The interpretive center is built inside the old auditorium of the camp. It is a great place to take anyone who wants to learn about the injustice placed upon the Japanese community, the personal + financial losses they experienced + could never regain. I always remember this famous picture when I think of the Japanese as they were tagged like pieces of baggage + awaited instructions for which camp they would be assigned to:
Oh, it always makes me cry. She looks so afraid + confused. When the Japanese arrived in Manzanar, some of the barracks were just being finished. Dust blew into the homes through cracks + holes, there were multiple families living in one barrack, with no privacy. The extreme temperatures, straw mattresses + inedible food at the mess halls, endless lines – not to mention communal toilets built with no partitions, where people were so close to one another, that you would be touching the person on the toilet next to you – made life very uncomfortable for the typically private Japanese.
This is a reproduction of a Manzanar barrack. Later, as time went by, the Japanese personalized, took pride + beautified their barracks + gardens.
It is amazing what the Manzanar community created to make their quality of life bearable in such a bleak, harsh landscape, under such horrible circumstances.
The Manzanar cemetery is marked by it’s famous monument which reads in Japanese, “Soul Consoling Tower”.
The back of the monument says, “Erected by the Manzanar Japanese, August 1943”.

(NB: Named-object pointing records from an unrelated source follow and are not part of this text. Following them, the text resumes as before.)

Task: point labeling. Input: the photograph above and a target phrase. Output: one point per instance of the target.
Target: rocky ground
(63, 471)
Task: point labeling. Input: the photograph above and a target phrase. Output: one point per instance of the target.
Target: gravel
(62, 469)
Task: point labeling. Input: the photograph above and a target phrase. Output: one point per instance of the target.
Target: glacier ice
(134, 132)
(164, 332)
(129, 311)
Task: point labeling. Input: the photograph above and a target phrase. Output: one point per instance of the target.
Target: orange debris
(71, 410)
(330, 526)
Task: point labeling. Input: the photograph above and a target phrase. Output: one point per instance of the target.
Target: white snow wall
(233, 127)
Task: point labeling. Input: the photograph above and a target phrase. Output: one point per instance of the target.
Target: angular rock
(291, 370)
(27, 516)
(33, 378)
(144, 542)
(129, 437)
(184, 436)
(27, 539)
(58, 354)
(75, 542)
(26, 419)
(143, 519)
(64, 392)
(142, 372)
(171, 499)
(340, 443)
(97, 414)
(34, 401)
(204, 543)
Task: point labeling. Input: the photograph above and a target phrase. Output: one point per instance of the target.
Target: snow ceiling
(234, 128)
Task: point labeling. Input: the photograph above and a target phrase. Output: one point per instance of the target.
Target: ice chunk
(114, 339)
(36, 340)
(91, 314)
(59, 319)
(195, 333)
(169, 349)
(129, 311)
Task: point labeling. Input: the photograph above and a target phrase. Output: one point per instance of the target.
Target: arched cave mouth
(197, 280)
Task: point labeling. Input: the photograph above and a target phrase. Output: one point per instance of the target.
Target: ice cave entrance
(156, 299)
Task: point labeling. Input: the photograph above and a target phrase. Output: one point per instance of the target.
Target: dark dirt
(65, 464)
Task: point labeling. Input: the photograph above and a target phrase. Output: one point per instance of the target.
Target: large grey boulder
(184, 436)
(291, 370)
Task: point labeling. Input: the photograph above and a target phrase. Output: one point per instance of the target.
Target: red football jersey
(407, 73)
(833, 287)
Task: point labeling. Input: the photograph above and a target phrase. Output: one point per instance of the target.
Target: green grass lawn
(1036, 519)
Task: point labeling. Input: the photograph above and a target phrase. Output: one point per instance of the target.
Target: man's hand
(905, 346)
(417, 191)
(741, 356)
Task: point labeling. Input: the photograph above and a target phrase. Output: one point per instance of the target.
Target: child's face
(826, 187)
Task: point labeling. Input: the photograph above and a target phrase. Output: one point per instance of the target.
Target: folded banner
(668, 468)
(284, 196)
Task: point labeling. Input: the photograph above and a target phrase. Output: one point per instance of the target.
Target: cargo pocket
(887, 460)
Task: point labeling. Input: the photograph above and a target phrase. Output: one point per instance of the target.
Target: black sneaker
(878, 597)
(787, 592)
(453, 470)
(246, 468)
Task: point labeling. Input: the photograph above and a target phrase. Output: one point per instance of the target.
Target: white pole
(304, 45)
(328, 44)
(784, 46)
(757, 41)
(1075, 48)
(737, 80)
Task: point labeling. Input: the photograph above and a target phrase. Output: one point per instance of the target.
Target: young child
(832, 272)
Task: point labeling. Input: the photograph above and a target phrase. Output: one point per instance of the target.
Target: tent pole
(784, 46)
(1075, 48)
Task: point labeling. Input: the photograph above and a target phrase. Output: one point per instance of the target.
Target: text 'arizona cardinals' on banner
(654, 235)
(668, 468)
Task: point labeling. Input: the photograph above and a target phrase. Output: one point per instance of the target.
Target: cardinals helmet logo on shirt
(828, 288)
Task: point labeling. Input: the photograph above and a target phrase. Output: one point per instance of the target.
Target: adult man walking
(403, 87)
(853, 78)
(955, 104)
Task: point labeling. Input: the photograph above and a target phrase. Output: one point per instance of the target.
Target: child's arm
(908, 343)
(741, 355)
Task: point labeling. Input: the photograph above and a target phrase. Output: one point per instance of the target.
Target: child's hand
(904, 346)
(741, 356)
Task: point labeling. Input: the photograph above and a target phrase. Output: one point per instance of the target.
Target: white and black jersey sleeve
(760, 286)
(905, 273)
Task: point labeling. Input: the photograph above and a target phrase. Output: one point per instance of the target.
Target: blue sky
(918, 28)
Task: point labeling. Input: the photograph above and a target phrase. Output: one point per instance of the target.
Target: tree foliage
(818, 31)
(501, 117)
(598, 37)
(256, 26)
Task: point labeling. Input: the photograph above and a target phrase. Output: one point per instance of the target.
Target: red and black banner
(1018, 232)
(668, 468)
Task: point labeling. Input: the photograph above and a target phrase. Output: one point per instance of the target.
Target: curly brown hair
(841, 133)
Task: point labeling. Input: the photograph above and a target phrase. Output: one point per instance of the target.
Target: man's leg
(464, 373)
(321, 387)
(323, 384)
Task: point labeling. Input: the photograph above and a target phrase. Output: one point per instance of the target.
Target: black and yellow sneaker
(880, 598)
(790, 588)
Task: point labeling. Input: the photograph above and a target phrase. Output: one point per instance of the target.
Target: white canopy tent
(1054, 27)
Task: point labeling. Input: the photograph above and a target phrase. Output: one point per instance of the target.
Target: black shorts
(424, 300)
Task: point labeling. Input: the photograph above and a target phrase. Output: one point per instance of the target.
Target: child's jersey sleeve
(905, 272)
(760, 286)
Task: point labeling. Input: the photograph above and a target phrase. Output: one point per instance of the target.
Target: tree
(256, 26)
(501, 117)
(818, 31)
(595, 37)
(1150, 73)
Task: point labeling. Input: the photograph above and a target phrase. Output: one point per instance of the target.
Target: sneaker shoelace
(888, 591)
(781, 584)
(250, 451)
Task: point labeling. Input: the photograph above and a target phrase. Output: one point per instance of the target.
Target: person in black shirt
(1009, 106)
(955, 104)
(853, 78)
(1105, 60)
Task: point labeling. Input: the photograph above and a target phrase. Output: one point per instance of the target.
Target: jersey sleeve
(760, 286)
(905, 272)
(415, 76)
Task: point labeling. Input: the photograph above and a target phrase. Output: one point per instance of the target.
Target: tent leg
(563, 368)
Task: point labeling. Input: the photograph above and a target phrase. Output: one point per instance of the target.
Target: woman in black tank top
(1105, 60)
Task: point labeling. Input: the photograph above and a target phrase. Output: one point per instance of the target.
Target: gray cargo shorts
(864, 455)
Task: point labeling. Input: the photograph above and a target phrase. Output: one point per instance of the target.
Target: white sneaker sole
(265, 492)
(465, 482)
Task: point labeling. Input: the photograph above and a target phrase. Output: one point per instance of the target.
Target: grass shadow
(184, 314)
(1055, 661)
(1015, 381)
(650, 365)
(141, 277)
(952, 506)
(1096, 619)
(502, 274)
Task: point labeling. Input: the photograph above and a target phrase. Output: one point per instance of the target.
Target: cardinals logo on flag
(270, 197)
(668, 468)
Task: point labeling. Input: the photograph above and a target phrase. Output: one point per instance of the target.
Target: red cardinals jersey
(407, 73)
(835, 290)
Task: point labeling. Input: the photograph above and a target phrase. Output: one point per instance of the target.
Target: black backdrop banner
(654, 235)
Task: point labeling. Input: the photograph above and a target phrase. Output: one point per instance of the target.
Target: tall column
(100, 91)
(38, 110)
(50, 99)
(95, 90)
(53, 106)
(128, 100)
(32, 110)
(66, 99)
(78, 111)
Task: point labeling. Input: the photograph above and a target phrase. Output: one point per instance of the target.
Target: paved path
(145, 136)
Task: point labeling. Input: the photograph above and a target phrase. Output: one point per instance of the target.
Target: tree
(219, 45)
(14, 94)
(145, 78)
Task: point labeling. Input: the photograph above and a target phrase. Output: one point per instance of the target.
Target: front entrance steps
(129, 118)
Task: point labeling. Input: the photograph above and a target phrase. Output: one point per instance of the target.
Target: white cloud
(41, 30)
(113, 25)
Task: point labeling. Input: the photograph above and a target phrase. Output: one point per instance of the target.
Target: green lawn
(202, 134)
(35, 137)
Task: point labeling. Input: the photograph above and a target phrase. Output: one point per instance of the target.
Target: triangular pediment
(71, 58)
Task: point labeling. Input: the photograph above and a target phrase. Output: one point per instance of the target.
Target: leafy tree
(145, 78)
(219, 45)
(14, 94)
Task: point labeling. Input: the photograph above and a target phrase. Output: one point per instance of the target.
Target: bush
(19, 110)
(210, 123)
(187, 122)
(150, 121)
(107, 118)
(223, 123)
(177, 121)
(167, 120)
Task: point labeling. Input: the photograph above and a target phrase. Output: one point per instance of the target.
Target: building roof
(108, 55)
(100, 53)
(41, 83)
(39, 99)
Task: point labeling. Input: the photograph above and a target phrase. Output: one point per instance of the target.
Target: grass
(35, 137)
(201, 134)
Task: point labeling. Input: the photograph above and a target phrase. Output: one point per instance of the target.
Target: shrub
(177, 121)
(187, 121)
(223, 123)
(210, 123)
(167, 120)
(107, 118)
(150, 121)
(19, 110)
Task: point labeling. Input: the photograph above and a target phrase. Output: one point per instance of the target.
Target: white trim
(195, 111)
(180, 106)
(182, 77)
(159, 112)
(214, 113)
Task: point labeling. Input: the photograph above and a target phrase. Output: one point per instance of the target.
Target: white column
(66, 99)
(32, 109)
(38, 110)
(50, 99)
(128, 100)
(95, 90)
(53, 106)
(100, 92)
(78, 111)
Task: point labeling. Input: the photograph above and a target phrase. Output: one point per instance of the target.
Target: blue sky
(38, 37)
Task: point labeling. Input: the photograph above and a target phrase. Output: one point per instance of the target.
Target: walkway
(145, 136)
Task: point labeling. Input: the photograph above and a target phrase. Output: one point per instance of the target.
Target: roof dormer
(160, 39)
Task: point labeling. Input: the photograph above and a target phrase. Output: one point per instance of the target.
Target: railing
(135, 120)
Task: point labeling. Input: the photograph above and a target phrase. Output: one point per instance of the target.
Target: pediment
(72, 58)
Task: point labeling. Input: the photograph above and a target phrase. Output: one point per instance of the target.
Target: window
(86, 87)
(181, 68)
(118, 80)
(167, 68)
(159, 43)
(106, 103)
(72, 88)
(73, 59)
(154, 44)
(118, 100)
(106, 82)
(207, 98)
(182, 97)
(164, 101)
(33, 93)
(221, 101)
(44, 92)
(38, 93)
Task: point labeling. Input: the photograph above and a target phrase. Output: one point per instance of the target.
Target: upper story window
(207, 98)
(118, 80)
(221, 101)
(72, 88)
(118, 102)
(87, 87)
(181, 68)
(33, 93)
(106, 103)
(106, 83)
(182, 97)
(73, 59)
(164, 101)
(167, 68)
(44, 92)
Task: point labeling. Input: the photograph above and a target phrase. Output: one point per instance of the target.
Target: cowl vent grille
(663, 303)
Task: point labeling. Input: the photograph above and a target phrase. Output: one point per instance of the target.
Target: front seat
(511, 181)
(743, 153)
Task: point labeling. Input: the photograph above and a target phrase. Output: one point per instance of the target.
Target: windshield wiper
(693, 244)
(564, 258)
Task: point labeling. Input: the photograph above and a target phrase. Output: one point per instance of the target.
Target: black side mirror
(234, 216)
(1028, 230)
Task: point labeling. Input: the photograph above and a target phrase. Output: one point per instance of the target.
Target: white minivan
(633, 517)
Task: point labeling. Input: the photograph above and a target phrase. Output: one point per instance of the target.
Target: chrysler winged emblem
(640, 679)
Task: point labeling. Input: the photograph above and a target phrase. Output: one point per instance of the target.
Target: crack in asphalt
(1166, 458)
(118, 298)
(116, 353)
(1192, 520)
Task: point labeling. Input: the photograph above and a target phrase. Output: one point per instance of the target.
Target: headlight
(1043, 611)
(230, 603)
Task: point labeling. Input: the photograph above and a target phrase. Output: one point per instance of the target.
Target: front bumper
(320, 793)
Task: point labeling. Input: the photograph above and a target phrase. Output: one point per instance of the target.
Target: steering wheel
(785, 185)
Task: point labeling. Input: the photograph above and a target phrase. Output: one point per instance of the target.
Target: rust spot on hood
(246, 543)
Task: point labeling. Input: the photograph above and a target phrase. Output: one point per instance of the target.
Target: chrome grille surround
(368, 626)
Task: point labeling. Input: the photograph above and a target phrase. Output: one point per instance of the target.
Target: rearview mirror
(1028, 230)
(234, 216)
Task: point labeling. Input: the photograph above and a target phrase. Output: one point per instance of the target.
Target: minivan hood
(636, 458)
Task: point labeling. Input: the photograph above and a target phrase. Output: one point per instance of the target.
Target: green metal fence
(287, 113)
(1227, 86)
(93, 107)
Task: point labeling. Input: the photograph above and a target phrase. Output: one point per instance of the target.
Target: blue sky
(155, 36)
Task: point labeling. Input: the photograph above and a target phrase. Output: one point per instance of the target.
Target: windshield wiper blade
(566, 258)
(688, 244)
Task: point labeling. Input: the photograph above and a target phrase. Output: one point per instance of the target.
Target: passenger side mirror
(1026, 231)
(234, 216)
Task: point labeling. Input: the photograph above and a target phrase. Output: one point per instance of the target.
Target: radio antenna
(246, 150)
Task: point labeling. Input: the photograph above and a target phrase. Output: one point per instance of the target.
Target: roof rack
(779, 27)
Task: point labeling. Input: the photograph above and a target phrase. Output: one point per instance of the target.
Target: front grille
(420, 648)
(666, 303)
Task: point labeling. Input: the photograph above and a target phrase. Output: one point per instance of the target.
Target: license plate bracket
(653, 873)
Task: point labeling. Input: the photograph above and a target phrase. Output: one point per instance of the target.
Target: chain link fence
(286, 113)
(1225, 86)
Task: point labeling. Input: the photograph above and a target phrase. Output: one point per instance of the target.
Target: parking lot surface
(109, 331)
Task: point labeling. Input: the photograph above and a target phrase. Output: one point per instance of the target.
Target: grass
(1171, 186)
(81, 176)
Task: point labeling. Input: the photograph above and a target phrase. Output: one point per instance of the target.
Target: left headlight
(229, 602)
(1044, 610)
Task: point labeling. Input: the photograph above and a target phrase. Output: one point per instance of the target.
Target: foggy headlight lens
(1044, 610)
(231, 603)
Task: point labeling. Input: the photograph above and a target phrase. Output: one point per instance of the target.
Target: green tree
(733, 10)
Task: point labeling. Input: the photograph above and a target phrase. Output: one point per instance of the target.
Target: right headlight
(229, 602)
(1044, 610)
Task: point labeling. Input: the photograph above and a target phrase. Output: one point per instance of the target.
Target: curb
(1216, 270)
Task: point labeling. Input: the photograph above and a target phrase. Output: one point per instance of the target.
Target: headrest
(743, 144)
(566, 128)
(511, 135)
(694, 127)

Everyone should visit Manzanar. It is a reminder of an embarrassing part of American history that should never be repeated. This country should never forget the humiliation + loss that was placed on one group of people, solely because of their race.
Wow, I’d never seen that photograph before of the garden at Manzanar, it’s really pretty.
Thanks for sharing it. Hope you guys had a safe trip back to LA.
Thanks!!!! Yes, we had a slow trip back to LA. I slept the entire ride – thank god for Jeff!!!! Can’t wait to meet Solomon!!!!
Your photos of Manzanar were beautiful. I am so grateful you wrote about it. My in-laws, husband and sisterin-law were there but they refused to talk about their lives to me. All they said were how fun and easy life. I didn’t get that story at all.
They had learned not to talk the life there due to the retaliation from the Americans.
But after 70 some years later the people who are alive and memories of the life at Manzaner starting to talk abut the life. It was so undignified, painful, lost of prides and personal shames.
yep, indeed the japanese/Americans, were ostracized during WWII, unfortunately perps losing
there home’s, my uncle lost his farm in OC to peeps he thought were his friends,…Wrong…but that was so long ago, but hopefully not forgotten,…WOW, Nanook, we have 2 take a Road Trip
2 Bishop, i wanna try all the Sands. @ Raymonds as well, yuummmm, again ur photo skills R freak’in amazing, keep up the Eye-of-the-Tiger, peace, cheers, luv U, papi
ps: is that jeffrey standing in front of Schats with a glass of vino, ain’t it a li’l early, hehe,..LOL!!!
thanks for the post you might want to check out this recent work about the internment camps- it’s done by a prof at my school and is really moving.
oh woah! that’s amazing!!! what could be more demeaning than being tagged like an object + not a human being?